The recent revelations that Cambridge Analytica used the Facebook data of 50 million Americans, taken without their permission, to help them micro-target voters during the 2016 presidential election, has set off a firestorm, Luke Barnes writes for ThinkProgress. But the roots of the problem extend far deeper than one country and one election. Cambridge Analytica honed its techniques in a host of countries – like Kenya – with political institutions that are younger, more fragile, and far more vulnerable to interference.
“The problem that you have in Kenya, as in a lot of these countries, is that there are these very deep underlying socio-economic tensions and ethnic divisions,” says Patrick Merloe, (right), director of electoral programs at the National Democratic Institute [a core institute of the National Endowment for Democracy].
The fight against disinformation is part of a global battle to sway minds and gives dictators to restrict freedom of expression, notes Andrés Ortega, senior research fellow at the Elcano Royal Institute, a major Spanish foreign affairs think tank:
One need not go as far as China to confirm this. As Yarik Turianskyi of the South African Institute of International Affairs points out, at least 10 African countries – Burundi, Cameroon, Chad, the Democratic Republic of Congo, Ethiopia, Gabon, Gambia, Mali, Uganda and Zimbabwe – closed social media websites and/or messaging applications during or after elections in the wake of protests in 2016.
The Malaysian government’s proposed legislation to curb disinformation would define as fake news “any news, information, data and reports which are wholly or partly false, whether in the form of features, visuals or audio recordings or in any other form capable of suggesting words or ideas,” the Washington Post adds:
It would cover those who create, offer, circulate, print or publish fake news or publications containing fake news, and impose a 10-year jail term, a fine of up to $128,000, or both, at the whim of the government. The law would apply to those overseas as well as inside Malaysia. A fact sheet outlining hypothetical examples includes anyone who knowingly offers false information to a blogger, as well as cases that seem to encompass acts of slander or false advertising.
But, the Post notes, the proposal looks more like a tool of arbitrary government control and intimidation. Singapore is holding hearings on a similar scheme. Other closed systems, such as China, long ago perfected the art. It is called censorship,” the Post concludes.
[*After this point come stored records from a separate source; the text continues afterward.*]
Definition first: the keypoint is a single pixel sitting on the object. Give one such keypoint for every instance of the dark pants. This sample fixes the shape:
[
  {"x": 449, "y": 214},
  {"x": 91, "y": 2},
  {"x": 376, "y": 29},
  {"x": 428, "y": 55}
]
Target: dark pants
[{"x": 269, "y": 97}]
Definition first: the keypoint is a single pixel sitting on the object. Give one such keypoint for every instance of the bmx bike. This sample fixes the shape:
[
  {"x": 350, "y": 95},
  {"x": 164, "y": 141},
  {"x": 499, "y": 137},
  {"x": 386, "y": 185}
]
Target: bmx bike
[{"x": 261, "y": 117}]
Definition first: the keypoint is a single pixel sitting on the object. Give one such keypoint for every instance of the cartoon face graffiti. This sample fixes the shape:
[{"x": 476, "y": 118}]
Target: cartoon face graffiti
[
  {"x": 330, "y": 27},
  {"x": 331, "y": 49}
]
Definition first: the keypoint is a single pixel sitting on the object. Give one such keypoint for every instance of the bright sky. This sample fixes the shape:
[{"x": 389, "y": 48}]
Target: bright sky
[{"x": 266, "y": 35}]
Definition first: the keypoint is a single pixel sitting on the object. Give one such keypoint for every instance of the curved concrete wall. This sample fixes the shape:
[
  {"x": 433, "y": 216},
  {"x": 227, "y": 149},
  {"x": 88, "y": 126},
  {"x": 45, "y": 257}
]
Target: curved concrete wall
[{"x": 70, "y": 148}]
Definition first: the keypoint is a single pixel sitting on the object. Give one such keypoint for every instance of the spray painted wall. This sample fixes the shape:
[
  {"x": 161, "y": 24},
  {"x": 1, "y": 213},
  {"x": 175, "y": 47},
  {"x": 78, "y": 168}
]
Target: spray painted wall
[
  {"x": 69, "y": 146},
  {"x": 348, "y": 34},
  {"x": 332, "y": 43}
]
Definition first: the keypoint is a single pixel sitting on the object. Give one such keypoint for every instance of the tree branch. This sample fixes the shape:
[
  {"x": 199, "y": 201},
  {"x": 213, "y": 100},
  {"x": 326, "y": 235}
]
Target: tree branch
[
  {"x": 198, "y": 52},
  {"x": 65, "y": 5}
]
Generative adversarial networks
Fake news is bad enough already, but something much nastier is just around the corner, argues Jesse Lempel, an editor of the Harvard Law Review:
As Evelyn Douek explained, the “next frontier” of fake news will feature machine-learning software that can cheaply produce convincing audio or video of almost anyone saying or doing just about anything. These may be “digital avatars” built from generative adversarial networks (GANs), or they may rely on simpler face-swapping technology to create “deep fakes.” The effect is the same: fake videos that look frighteningly real.
Victims of deep fakes may successfully bring “right of publicity” claims against online platforms, thereby forcing the platforms to systematically police such content, but such a response is no panacea, he writes for Lawfare.